| HN Mirror

Y	Hacker News new \| ask \| show \| jobs

by kragen 237 days ago

Hey, this is great! Thanks!

It does look a lot like what I was thinking would be necessary. About 9 of the 19 lines are concerned with splitting the input into words. Also, I think you have omitted the secondary key sort (alphabetical ascending), although that's only about one more line of code, something like

  #'(lambda (a b)
       (or (< (car a) (car b)) 
           (and (= (car a) (car b)) 
                (string> (cadr a) (cadr b)))))

Because the lines of code are longer, it's about 3× as much code as the verbose Perl version.

In SBCL on my phone it's consistently slower than Perl on my test file (the King James Bible), but only slightly: 2.11 seconds to Perl's 2.05–2.07. It's pretty surprising that they are so close.

1 comments

eadmund 236 days ago

Doh, I missed the secondary sort.

Were I trying to optimise this, I would test to see if a hash table of alphabetical characters is better, or just checking (or (and (char>= c #\A) (char<= c #\Z)) (and (char>= c #\a) (char<= c #\z))).
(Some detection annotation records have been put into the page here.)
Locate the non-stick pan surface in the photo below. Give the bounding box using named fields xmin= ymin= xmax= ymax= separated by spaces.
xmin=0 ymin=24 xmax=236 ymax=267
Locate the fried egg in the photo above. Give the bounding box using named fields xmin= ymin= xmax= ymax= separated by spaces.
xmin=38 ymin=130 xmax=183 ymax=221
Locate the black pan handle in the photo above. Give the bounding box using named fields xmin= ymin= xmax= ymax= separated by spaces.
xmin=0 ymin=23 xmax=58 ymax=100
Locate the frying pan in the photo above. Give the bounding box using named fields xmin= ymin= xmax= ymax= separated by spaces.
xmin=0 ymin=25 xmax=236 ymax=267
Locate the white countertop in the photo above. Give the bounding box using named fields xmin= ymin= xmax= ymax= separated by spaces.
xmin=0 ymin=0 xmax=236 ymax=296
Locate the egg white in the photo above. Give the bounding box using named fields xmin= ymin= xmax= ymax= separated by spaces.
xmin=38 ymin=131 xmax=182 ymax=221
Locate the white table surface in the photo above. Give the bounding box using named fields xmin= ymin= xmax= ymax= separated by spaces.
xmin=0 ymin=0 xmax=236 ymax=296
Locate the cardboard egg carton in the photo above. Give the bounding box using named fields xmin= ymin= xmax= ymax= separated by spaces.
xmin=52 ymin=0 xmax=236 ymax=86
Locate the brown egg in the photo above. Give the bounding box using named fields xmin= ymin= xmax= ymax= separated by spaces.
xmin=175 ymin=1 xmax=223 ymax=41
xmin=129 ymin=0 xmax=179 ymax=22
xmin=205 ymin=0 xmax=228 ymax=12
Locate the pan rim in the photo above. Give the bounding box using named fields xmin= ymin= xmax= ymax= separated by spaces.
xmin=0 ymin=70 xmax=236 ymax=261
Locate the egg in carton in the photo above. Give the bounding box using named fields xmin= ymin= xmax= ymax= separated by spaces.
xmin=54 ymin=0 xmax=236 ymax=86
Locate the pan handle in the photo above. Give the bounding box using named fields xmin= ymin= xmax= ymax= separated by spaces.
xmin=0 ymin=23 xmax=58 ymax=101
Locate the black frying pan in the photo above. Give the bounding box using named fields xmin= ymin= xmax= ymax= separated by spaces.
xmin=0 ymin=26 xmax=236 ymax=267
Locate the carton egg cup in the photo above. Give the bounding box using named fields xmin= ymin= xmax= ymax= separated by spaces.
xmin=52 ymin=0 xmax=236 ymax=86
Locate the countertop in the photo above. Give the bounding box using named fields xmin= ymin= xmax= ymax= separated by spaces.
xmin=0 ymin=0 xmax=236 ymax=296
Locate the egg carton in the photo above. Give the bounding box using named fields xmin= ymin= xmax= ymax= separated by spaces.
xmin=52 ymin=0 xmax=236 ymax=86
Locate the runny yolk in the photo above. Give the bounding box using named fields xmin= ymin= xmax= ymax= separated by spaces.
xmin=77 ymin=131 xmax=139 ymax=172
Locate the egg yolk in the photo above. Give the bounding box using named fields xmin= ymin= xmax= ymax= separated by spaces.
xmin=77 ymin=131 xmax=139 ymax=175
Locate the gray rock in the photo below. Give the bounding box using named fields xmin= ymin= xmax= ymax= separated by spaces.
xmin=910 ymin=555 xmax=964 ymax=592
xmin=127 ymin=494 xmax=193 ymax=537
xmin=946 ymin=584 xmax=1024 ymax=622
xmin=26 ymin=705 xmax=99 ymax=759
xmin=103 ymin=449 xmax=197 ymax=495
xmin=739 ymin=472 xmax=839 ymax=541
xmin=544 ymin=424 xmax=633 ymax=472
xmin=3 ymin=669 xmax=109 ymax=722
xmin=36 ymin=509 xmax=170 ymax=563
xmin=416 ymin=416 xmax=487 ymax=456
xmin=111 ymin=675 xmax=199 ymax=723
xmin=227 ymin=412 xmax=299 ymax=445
The accumulator would probably be better as an adjustable array with a fill pointer allocated once, filled with VECTOR-PUSH-EXTEND and reset each time. It might be better to use DO, initializing C and declaring its type.

Also worth giving it a shot with (optimize (speed 3) (safety 0)) just to see if it makes a difference.

Yes, definitely more verbose. Perl is good at this sort of task!